Nothing Personal by Richard Avedon (author, photographer), James Baldwin (contributor) (Amazon)—a collaboration of two great artists, with essays by Baldwin and photographs by Avedon. Beautiful.

The Witness for the Dead by Katherine Addison (Amazon, Bookshop)—I love the world created by Addison’s novels.

The Window Seat: Notes from a Life in Motion by Aminatta Forna (Amazon, Bookshop)—a thought-provoking collection of essays about relationships with the world, family, home, and more.

The Worth of Water: Our Story of Chasing Solutions to the World’s Greatest Challenge by Gary White and Matt Damon (Amazon, Bookshop)—We interviewed Matt Damon (!) and Gary White on the Happier podcast. A very readable book about a very important subject.

Crying in the Bathroom: A Memoir by Erika L. Sánchez (Amazon, Bookshop)—a terrific memoir of growing up that ranges over many subjects.

Family Happiness: A Novel by Laurie Colwin (Amazon, Bookshop)—A re-read—how many times have I read this novel? Five? Love it.

Re-educated: How I Changed My Job, My Home, My Husband and My Hair by Lucy Kellaway (Amazon)—a fascinating account of how the author re-built her life, and what resulted.

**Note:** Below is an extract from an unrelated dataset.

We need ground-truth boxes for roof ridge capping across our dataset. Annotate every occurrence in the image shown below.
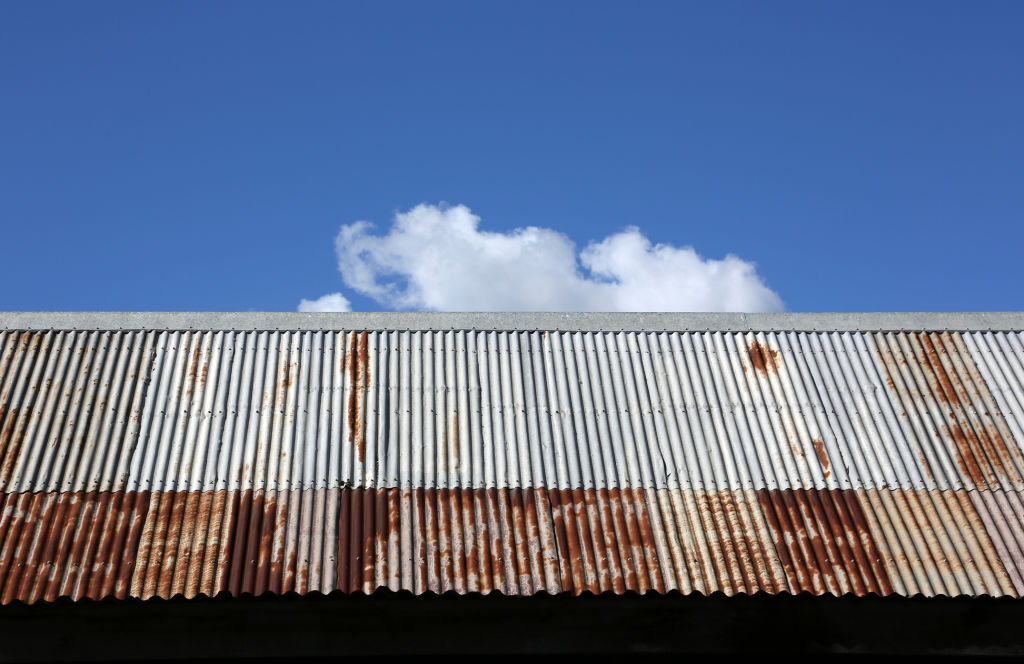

A Life in Light: Meditations on Impermanence by Mary Pipher (Amazon, Bookshop)—Quiet, beautiful, meditative essays looking back on a long life.

The Philosopher’s Pupil by Iris Murdoch (Amazon)—I’m on a real Iris Murdoch kick. This novel is one of my favorites.

The Sacred and Profane Love Machine by Iris Murdoch (Amazon, Bookshop)—Winner of the Whitbread Novel Award—More Murdoch! I also loved this novel. I’m fascinated by the way Murdoch sees the world.

Magic & The Magician by Noel Streatfeild (Amazon)—Streatfeild is one of my favorite children’s-literature authors, and this is her short account of E. Nesbit’s childhood—another one of my favorite children’s-literature authors.

If It Bleeds by Stephen King (Amazon, Bookshop)—Stephen King! What a story-teller. I flew through these four novellas.